Um exemplo é o Asfalto na Cidade, que teria lesado os cofres públicos em mais de R$ 1 bilhão. Outro, o “Dinheirinho” de Izabela Jatene, filha de Jatene: em um diálogo grampeado pela polícia, Izabela pediu ao então subsecretário de Receitas da Secretaria da Fazenda (Sefa), Nilo Noronha, a lista dos 300 maiores contribuintes do Pará, para “começar a buscar esse dinheirinho deles”.

Devido ao seu comportamento, Gilberto passou a ser visto por alguns, de dentro e de fora do MP-PA, como um PGJ que agia de maneira político-partidária. Os fatos que levaram à abertura desses PADs, no CNMP, seriam um exemplo disso. O vazamento desses processos contra o Governo era ilegal. Como isso foi feito às vesperas da eleição pode ter tido influência nos resultados do pleito.

Em abril último, pouco antes de deixar o cargo, Gilberto disparou várias ações judiciais contra Helder, um fato nunca visto por parte de um PGJ. Ele chegou a acusar o Governo de superfaturar as bombas de infusão adquiridas para o combate à pandemia, e que custaram R$ 5.250,00 cada uma.
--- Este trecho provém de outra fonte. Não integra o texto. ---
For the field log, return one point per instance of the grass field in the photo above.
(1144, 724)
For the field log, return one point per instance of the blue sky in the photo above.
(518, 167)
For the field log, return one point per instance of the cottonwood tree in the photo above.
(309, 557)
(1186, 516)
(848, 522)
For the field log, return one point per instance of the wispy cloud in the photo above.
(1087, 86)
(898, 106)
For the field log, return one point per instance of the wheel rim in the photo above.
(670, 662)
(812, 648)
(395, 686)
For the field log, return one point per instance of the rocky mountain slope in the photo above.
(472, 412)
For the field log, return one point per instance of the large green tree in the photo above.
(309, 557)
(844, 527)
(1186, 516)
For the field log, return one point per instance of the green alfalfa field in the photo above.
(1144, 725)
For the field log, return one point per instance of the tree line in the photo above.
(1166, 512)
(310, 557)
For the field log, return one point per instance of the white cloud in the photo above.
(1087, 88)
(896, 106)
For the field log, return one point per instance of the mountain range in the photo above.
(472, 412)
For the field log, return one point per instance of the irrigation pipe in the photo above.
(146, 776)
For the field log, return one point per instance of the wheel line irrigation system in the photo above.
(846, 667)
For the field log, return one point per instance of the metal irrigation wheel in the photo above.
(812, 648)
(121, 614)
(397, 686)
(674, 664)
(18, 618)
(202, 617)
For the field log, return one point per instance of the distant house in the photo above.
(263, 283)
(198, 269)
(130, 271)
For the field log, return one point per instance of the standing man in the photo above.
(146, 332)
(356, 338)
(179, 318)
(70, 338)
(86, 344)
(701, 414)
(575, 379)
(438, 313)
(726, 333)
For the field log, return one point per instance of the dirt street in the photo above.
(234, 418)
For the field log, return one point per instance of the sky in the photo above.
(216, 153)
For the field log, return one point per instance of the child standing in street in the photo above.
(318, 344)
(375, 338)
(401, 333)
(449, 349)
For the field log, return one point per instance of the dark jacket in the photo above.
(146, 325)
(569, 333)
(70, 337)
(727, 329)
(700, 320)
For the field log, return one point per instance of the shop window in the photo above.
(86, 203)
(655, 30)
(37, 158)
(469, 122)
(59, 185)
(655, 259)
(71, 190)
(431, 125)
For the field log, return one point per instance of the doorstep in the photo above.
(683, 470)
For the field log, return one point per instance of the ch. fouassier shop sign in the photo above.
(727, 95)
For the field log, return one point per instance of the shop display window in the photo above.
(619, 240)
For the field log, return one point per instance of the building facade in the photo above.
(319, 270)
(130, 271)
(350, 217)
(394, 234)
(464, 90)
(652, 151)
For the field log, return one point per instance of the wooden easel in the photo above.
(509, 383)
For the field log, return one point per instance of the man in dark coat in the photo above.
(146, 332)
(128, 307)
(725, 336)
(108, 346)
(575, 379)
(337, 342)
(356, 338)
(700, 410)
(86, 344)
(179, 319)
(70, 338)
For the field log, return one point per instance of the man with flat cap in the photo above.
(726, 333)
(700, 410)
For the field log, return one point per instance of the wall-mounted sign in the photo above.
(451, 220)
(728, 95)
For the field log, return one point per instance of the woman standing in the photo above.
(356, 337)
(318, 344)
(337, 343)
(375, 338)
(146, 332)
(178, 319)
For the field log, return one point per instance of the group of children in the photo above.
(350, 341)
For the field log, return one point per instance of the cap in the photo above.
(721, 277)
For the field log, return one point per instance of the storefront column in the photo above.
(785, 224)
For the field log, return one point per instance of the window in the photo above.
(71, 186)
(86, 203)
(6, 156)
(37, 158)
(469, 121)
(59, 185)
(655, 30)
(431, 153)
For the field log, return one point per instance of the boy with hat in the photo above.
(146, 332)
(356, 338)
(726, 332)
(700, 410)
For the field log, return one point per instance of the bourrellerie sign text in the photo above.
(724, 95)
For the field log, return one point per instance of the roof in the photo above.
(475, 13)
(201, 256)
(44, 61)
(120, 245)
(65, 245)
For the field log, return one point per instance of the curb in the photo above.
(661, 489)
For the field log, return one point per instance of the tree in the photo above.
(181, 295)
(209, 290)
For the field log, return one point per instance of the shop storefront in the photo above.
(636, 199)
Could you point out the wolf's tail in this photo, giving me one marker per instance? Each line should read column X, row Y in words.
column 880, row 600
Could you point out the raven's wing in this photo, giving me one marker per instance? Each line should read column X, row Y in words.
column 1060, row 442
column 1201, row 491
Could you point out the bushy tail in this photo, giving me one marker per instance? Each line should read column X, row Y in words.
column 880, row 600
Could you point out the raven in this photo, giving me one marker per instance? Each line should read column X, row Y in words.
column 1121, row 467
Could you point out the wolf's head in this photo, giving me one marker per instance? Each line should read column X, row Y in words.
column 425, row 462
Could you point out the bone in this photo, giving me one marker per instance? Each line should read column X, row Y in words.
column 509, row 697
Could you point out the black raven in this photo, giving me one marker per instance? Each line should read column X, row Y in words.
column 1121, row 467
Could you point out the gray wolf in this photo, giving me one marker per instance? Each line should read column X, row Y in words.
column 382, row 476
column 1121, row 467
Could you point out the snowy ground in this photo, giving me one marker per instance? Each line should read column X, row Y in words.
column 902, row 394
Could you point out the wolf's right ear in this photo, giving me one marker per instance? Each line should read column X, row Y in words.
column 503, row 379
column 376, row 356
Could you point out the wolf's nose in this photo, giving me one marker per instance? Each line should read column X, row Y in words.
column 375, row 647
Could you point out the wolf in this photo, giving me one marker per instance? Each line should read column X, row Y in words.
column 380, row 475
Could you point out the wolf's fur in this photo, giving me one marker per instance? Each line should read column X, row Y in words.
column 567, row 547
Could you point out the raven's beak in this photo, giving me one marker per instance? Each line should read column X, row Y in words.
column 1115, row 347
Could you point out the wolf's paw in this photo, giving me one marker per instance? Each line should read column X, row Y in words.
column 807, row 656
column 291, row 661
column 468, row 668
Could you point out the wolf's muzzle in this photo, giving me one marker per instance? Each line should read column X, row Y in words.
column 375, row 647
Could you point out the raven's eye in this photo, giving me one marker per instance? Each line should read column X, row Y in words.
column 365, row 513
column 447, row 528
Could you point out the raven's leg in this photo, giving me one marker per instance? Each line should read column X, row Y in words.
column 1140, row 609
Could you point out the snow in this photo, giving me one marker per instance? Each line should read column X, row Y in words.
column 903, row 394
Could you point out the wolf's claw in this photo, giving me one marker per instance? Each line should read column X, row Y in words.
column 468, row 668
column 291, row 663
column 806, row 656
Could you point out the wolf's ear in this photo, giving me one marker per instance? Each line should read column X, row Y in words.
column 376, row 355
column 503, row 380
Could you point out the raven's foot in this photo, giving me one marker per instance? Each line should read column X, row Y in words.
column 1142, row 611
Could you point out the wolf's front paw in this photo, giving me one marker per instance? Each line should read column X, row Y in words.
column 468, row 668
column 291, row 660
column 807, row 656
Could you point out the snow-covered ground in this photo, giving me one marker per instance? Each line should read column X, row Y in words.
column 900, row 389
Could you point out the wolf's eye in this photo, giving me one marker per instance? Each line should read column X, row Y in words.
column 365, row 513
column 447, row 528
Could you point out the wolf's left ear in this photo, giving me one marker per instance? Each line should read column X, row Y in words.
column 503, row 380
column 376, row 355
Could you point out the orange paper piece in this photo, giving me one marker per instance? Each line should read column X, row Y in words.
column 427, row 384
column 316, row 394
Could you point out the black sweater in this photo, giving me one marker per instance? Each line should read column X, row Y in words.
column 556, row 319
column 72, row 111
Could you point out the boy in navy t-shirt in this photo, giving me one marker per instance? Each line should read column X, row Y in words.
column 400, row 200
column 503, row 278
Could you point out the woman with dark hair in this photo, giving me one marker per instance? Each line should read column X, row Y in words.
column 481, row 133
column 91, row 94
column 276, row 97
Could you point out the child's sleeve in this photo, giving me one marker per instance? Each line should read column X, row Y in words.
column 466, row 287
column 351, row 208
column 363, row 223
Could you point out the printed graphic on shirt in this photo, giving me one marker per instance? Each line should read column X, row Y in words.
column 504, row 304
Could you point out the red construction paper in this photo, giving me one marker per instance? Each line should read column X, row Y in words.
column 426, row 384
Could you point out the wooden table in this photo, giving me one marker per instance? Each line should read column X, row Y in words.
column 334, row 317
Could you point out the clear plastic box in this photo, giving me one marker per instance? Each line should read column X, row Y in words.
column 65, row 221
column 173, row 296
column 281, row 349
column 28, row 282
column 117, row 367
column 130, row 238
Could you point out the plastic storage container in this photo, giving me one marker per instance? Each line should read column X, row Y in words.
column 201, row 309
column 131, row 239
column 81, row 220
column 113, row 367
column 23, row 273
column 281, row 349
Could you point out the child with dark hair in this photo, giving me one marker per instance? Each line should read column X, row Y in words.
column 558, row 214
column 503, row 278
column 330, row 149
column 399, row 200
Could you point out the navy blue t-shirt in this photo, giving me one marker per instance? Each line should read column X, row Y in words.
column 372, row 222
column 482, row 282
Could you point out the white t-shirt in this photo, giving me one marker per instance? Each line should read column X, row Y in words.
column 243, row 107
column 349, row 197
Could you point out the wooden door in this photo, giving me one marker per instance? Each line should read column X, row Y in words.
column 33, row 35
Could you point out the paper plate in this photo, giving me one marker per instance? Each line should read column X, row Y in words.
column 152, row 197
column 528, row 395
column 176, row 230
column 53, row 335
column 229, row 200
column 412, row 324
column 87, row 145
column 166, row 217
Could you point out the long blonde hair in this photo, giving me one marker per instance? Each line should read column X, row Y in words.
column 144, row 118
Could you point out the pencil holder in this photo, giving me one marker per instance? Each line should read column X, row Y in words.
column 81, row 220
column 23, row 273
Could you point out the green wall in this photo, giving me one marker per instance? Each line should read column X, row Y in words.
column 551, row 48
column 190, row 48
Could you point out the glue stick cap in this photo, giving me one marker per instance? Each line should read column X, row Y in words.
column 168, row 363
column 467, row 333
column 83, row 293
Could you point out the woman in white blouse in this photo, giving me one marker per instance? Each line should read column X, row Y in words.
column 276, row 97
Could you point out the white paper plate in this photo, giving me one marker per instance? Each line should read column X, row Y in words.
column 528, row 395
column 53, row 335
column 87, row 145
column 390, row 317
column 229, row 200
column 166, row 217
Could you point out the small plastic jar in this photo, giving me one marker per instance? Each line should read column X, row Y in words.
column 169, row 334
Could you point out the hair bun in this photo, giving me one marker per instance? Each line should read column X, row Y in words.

Mas nada disse sobre as bombas compradas a R$ 14 mil cada, pelo ex-secretário de Saúde de Belém, Sérgio Amorim, que estariam superfaturadas em 217%, segundo um Relatório do próprio MP-PA. Braço direito do ex-prefeito tucano Zenaldo Coutinho, Amorim é cunhado de Gilberto.

No site do CNMP, consta que ambas as Reclamações Disciplinares contra o tal “membro” do MP-PA foram examinadas pela auxiliar da Corregedoria, Jacqueline Orofino da Silva Zago Oliveira, que encontrou “elementos suficientes da existência e autoria de infração disciplinar”, por violação do dever funcional previsto no artigo 154, inciso 27, da Lei Orgânica do MP-PA: “zelar pelo respeito ao sigilo legalmente imposto a documento ou assunto que conheça em razão do cargo ou função”.

Os pareceres dela foram acolhidos na íntegra pelo corregedor nacional, Rinaldo Reis Lima, que determinou a instauração dos PADs “ad referendum” (sujeita à aprovação posterior) do Plenário do CNMP. O exame pelo Plenário está marcado para esta segunda-feira, 18. No site do CNMP consta que o tal “membro” do MP-PA teve oportunidade de se defender nos processos gerados pelas Reclamações Disciplinares, o que indica que as alegações que apresentou não convenceram a Corregedoria.